Учеба моя у Адамова шла бы весьма успешно, не случайся осечек. Дело в том, что, позанимавшись два-три месяца, я вдруг исчезал на целых полгода и не казал носа на Кабанихин переулок: это означало, что меня все-таки хватали и сажали за решетку. После таких отлучек Михаил Прокофьевич сердился:
— Опять, Илья! — встречал он. — Так невозможно заниматься. Только наладимся, войдем в ритм — исчезаешь. У тебя же амбушюр пропадет. А он должен развиваться.
Амбушюр — это такой «мозоль» на верхней губе от трубы. Нет амбушюра нет легкости в игре, да без упражнения и пальцы теряют гибкость, быстроту движений.
— Работа, Михаил Прокофьевич, — выворачивался я. — Восстановительный период в республике, иль же не знаете? Срочное задание, чуть не сутками у верстака за тисками.
Наконец он как-то сказал мне:
— Хочешь, я позвоню на завод, объясню этим… как они теперь называются: завкомы? У тебя ж способности, рабочим сейчас везде дорога. А то хочешь, съезжу? На какой улице твое предприятие?
Еле я отговорил профессора, обещав, что буду посещать теперь аккуратнее. «На чем мы там остановились. — сдаваясь, но по-прежнему сердито спрашивал Адамов. — Я уже забыл. Не мудрено: пять месяцев не показывался. Ты у меня единственный такой ученик». Я и сам еле помнил: «Эти… диезы вы объясняли». Профессор вспомнил: «Гм. Мажорную гамму уже сдавал мне? Примемся за минорную… до трех знаков».
Занятия продолжались до следующего моего отдыха где-нибудь в Бутырках или в Таганке. Дело в том, что мой «медовый месяц» на воле кончился. Какой он бывает у воров? Когда?

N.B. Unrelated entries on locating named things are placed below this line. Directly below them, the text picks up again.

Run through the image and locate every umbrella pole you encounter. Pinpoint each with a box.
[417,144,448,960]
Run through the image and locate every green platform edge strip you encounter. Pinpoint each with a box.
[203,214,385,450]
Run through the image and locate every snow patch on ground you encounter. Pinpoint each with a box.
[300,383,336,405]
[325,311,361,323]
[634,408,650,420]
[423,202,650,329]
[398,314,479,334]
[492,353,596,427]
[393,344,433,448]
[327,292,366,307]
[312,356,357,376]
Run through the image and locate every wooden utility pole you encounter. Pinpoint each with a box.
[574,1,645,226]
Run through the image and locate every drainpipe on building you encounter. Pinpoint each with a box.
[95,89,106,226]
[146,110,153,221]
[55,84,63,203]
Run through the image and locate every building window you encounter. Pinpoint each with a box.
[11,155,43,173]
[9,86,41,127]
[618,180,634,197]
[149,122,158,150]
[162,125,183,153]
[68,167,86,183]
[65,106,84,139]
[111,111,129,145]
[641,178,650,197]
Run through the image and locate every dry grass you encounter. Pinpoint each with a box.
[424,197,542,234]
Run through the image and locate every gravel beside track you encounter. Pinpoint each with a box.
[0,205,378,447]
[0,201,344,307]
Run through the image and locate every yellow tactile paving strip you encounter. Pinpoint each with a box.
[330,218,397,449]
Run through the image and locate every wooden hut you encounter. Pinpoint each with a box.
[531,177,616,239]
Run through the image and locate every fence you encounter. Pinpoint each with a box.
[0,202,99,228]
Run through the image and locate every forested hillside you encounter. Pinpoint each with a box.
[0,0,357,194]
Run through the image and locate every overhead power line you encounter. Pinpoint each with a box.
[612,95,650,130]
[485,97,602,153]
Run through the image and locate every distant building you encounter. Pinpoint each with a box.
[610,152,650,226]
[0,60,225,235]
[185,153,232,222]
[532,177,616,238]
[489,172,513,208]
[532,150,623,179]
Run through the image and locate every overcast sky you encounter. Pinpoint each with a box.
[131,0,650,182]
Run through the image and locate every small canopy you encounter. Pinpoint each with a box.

Всегда в начале «деятельности». Мальчишкой, когда меня хватали и не удавалось вырваться, я начинал хныкать, с перепугу пускал самую настоящую слезу: «Дя-а-денька, я больше не буду. Е-есть хотел. Сестренка дома голодная». Мне соболезновали в толпе, которая собирается на рынках, толкучках по поводу всяческого происшествия, заступались: «До чего жизнь дошла! Хорошие дети и те с путя сбиваются. Отпусти уж его!»